Grand bond en avant que cet avenir proposé par Mia Hansen-Løve qui a 35 ans s’était jusqu’alors surtout préoccupée de la post adolescence, celle d’Un amour de jeunesse ou de la musique électronique dans Eden.
L’Avenir est un retour à la case famille, telle qu’elle était déjà abordée dans Le Père de mes enfants, à l’épreuve du manque et des béances qui forcent à la reconstruction, mais cette fois, à un âge plus problématique. La cinéaste investit un terrain presque vierge, celui de la soixantaine, sur lequel la protagoniste, Isabelle Huppert, peut se considérer comme dans l’après : les enfants sont partis, son mari la quitte, les à-côtés de son boulot de prof de philo, dans l’édition, tournent court.
Que faire de cette liberté ? Face à elle, les lycéens font la grève pour leur retraite, sa mère la sollicite sans cesse du bas de sa dépression, un de ses anciens élèves joint la parole à l’action en s’installant dans une collectivité libertaire dans le Vercors, sa fille accouche, son mari refait sa vie : la vie est partout, les convictions nombreuses.

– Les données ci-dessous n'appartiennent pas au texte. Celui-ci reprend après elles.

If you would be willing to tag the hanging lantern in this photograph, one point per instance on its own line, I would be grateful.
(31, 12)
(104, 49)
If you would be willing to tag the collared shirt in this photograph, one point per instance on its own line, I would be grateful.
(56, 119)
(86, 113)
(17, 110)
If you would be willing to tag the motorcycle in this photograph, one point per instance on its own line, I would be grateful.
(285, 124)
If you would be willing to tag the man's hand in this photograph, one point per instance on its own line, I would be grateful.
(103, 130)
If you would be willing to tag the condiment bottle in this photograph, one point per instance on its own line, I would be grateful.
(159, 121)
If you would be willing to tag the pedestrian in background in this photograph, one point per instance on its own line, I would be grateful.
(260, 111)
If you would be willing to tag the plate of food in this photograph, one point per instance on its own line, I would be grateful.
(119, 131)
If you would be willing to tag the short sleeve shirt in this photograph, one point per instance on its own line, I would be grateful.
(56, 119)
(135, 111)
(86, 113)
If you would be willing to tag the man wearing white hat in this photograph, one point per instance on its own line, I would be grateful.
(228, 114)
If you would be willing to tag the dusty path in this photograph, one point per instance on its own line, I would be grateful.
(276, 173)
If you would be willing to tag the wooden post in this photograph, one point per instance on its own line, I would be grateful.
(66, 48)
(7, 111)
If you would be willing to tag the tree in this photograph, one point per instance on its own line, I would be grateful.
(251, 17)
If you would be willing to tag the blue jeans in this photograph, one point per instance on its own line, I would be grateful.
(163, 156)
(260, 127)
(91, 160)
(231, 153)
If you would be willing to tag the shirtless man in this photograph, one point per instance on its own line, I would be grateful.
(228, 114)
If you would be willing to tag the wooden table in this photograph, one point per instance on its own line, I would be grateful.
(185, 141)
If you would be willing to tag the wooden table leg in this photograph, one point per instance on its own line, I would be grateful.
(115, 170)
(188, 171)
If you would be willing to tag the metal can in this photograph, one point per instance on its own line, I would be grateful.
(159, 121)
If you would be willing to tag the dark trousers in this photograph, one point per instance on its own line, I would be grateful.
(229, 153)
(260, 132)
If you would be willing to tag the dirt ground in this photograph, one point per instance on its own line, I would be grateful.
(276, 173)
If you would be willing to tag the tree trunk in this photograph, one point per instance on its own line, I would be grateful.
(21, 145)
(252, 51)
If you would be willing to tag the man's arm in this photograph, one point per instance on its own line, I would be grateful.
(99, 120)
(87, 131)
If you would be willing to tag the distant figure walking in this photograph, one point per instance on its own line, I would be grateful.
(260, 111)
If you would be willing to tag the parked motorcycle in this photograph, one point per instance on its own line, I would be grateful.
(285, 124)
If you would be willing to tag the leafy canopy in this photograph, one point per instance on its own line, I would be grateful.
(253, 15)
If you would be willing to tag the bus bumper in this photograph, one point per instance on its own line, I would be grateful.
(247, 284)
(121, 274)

Le propos du film est là : faire le point sur celle qui reste, et se questionne, sans révolution, sur le sens à donner aux décennies qu’il lui reste à vivre. Le choix d’une comédienne de la trempe d’Isabelle Huppert n’est évidemment pas innocent : elle seule sait rendre prégnante ce mélange délicat de mélancolie et d’assurance, cette nonchalance blessée qui refuse de se laisser abattre.

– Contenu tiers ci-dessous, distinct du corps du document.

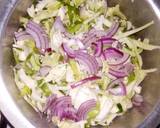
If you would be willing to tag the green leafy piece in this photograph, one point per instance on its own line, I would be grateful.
(92, 114)
(16, 56)
(44, 87)
(115, 11)
(131, 78)
(119, 106)
(75, 69)
(74, 28)
(78, 2)
(32, 64)
(26, 91)
(103, 83)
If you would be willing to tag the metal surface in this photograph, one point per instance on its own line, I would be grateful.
(21, 115)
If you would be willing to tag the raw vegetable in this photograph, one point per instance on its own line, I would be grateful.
(78, 63)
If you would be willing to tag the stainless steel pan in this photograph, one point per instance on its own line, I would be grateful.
(21, 115)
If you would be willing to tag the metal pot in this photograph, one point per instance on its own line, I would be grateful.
(21, 115)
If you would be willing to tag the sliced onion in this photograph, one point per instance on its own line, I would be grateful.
(98, 50)
(61, 107)
(70, 52)
(83, 81)
(117, 91)
(113, 29)
(85, 108)
(88, 61)
(44, 70)
(117, 73)
(107, 40)
(122, 70)
(112, 54)
(39, 35)
(115, 57)
(23, 35)
(58, 25)
(137, 100)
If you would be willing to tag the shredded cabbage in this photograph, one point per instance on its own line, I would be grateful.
(81, 20)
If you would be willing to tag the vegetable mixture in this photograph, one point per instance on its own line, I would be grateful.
(78, 61)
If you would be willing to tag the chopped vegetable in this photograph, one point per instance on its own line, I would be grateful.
(78, 63)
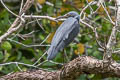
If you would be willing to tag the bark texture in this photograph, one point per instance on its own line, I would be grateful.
(70, 71)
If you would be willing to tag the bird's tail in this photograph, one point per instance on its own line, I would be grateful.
(52, 52)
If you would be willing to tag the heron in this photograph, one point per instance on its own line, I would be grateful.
(65, 34)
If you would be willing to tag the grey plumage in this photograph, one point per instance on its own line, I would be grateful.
(65, 34)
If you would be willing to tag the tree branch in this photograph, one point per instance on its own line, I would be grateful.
(17, 23)
(70, 71)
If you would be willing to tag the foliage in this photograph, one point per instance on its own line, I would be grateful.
(11, 51)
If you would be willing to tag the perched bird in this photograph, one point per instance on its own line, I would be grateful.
(65, 34)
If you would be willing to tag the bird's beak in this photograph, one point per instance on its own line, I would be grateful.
(65, 16)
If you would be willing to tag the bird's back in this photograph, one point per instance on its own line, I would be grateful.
(65, 34)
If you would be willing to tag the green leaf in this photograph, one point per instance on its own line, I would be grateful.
(6, 46)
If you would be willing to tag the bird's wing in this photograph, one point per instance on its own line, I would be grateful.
(63, 31)
(63, 36)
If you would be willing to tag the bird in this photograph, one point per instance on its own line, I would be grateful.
(65, 34)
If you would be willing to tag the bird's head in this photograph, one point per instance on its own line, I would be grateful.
(70, 14)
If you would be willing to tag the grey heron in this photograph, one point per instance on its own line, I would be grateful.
(65, 34)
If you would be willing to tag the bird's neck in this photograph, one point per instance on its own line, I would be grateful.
(77, 17)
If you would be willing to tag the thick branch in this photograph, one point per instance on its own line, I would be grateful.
(70, 71)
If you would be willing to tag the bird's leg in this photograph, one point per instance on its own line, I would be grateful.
(66, 56)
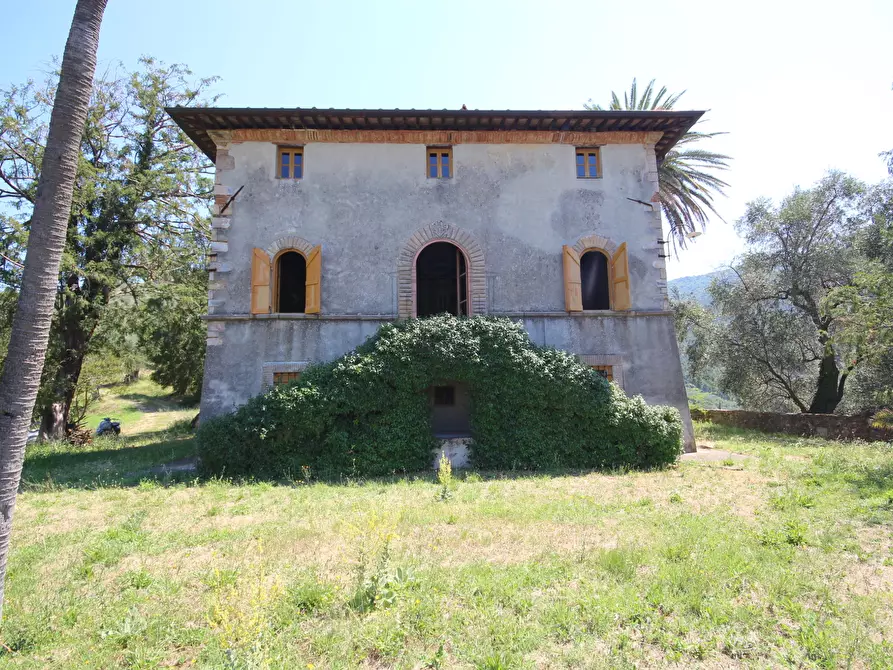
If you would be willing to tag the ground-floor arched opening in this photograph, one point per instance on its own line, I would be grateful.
(441, 280)
(450, 404)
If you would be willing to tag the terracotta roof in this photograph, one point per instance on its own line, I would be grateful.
(197, 121)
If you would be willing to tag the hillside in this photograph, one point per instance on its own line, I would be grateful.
(695, 286)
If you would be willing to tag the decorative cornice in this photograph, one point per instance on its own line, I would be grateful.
(287, 136)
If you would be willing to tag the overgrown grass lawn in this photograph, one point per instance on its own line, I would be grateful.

La modestie du sujet, étude de mœurs sans coup d’éclat, affecte cependant la forme même du film : les débuts sont assez laborieux, et irriteront quiconque a des reproches à faire au cinéma franco-français : affectation des répliques, traits assez caricaturaux, name dropping des références de philosophie ankylosent bien des séquences. Dans le même ordre d’idée, faire parler seule la protagoniste sonne quelque fois assez faux ; le film en devient assez irrégulier, oscillant entre ces séquences assez artificielles et d’autres moments où la vérité parvient à surgir.
Dans cette zone grise de la vie d’une femme qui ne la refait pas vraiment, rendant visite à ceux qui agissent, on s’émeut finalement davantage pour un sujet que pour le personnage lui-même. Mia Hansen-Løve a le mérite de braquer les projecteurs sur ce qui pourrait être considéré comme dénuée d’intérêt, et distille une empathie dont la sincérité ne fait pas de doute.